The more wealthy they get and the more they increase in number, the more China’s upper class comes under scrutiny. Over the past several months, that has been especially true regarding philanthropy or the absence of it among high wealth individuals. In a report feaaured on the Hauser Center blog (translated from Chinese) Xu Yongguang of China Youth Development Foundation discusses several barriers to philanthropy for the country’s high wealth individuals. While Xu makes good points, I think he has a very conservative view of the role of the wealthy in philanthropy and their ability to engage in charity.
“The social responsibility of China’s rich cannot be measured by the donation amount.”
If companies don’t have solid CSR practices (producing quality products, providing healthy and safe environment for employees, etc), it doesn’t matter if they are donating money to charity. Charitable giving, says Xu, is voluntary whereas social responsibility is a must.
- On one hand I agree. Forced charitable giving is, to say the least, an oxymoron. Socially responsible business practices are a crucial part of every company as they protect employees, consumers, and the general public and can lead to job creation, environmental conservation, and healthier communities. But, charitable giving is a necessary component to alleviating social ills. Many issues are beyond the scope of a company’s operations (such as surgeries for children with birth defects) yet wealthy companies and individuals are in a position to greatly impact people in need. It does, however, require a dose of altruism.
“China’s charity system is confusing to navigate—to which organizations should one donate? And how would the money be used?”

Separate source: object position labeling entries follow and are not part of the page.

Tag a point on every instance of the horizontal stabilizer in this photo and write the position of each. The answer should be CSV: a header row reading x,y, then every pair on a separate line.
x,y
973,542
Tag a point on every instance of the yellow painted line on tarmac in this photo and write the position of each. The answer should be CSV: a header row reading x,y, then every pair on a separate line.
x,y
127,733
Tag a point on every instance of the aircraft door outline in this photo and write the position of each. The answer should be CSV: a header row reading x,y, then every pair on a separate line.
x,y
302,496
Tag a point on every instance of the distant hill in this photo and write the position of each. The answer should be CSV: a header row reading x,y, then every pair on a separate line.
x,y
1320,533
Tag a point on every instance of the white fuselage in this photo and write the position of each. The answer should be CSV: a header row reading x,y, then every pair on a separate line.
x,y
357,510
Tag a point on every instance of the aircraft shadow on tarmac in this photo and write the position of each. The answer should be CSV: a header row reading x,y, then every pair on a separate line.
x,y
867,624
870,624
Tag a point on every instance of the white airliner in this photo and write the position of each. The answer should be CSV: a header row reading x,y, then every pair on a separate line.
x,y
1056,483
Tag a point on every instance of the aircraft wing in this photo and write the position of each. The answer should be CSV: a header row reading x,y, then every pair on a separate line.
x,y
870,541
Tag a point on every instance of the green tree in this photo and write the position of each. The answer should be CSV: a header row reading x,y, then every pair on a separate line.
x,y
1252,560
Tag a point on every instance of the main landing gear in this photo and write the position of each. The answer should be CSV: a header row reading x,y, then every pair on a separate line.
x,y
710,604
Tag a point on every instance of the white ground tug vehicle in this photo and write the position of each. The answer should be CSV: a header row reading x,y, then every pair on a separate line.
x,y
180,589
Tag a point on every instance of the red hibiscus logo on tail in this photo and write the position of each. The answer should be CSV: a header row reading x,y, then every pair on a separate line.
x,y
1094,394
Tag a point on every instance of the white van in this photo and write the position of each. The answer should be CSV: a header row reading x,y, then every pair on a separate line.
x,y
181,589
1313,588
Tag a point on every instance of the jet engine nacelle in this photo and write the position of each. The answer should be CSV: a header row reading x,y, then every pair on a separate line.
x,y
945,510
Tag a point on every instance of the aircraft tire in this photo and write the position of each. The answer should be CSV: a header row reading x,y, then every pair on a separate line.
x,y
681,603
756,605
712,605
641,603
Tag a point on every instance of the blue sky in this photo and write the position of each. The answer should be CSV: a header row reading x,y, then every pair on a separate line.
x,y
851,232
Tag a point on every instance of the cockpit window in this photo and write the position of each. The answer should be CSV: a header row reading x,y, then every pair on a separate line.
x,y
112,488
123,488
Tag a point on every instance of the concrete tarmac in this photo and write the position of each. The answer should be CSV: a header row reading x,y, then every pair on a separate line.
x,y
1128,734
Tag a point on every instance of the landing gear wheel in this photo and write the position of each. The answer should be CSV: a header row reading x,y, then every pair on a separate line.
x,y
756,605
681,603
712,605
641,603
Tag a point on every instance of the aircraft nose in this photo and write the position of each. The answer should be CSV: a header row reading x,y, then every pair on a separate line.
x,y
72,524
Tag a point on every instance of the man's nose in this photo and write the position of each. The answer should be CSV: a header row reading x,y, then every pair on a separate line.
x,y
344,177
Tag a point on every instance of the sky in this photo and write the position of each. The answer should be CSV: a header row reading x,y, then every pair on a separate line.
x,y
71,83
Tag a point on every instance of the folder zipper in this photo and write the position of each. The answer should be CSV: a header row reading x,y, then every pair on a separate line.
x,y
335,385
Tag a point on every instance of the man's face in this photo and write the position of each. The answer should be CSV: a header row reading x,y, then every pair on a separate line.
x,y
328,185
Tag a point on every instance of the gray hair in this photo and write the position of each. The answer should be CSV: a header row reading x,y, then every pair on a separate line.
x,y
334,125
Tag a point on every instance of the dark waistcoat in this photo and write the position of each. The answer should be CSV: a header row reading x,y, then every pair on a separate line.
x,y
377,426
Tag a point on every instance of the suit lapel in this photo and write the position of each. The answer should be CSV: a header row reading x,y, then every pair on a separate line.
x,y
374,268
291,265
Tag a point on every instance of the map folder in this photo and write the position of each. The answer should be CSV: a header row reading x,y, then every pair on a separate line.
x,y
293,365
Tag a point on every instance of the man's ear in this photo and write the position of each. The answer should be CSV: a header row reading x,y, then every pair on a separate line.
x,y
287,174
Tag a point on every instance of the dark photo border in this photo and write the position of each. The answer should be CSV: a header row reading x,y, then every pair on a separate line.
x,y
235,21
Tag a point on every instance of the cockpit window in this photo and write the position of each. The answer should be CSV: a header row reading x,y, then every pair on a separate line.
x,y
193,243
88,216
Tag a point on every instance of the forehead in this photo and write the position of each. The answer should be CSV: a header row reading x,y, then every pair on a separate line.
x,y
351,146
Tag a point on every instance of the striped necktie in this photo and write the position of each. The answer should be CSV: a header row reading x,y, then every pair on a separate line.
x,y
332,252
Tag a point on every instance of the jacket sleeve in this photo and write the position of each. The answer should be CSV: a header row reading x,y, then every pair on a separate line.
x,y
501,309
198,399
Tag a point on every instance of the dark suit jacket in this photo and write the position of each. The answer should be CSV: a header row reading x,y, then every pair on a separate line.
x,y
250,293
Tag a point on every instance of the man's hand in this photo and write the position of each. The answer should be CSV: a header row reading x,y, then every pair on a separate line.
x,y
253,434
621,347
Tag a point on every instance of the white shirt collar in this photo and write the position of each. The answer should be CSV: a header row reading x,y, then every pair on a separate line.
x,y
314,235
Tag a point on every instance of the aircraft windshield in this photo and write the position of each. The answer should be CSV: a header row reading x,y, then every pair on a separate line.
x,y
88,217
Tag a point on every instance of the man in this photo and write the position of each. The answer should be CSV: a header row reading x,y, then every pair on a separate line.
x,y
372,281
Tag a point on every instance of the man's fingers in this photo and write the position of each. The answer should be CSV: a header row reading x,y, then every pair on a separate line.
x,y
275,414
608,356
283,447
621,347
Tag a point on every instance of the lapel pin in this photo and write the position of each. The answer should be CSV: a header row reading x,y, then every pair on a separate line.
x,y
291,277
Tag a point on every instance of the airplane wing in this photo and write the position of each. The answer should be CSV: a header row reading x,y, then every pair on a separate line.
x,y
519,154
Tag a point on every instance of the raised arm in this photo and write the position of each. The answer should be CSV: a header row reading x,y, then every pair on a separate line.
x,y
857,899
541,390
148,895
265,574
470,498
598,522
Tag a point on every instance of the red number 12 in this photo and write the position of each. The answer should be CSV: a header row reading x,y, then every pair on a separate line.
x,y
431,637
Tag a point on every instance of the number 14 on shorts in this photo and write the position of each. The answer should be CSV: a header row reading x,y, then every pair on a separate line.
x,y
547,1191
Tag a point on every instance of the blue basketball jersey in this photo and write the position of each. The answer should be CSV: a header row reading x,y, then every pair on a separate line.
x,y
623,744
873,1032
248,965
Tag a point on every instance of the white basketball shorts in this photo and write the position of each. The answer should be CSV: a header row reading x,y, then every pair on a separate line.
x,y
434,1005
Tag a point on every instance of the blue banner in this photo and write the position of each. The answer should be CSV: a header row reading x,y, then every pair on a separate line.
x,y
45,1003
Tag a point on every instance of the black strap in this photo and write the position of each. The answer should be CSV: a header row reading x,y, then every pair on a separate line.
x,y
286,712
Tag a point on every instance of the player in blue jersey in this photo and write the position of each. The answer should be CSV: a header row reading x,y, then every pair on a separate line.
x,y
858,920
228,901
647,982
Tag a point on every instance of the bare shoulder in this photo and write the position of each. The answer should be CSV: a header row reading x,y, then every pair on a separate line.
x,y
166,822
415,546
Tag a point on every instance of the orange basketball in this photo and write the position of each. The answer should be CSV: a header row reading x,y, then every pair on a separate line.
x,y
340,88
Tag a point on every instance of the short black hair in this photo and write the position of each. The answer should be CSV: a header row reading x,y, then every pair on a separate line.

Large donations to the government in the name of charitable donations undermine real charitable giving. While some of these donations are genuine, Xu says, “donations made during non-disaster or ‘peaceful’ times could be seen as a bribe for power, economic benefits, political recognition, or social prestige.” The general public, including the wealthy, are unclear about how their donations are used, which further undermines charities and charitable donations. For those who do have an interest in charitable giving, they are dissuaded by the lack of transparency and the possibility of fraud.
- There’s no doubt that the system is complicated and has a long way to go, both in how the government promotes charitable giving and how the wealthy engage with it, but not giving at all is hardly an option. High wealth individuals who invest in the social sector now have the ability to shape it into a more transparent and effective arena where impact is tangible. Qualified advisors who understand the sector are also an untapped resource for those looking to invest in China.
“China’s tax system has limited stimulating effects on the rich, discouraging the development of private foundations.”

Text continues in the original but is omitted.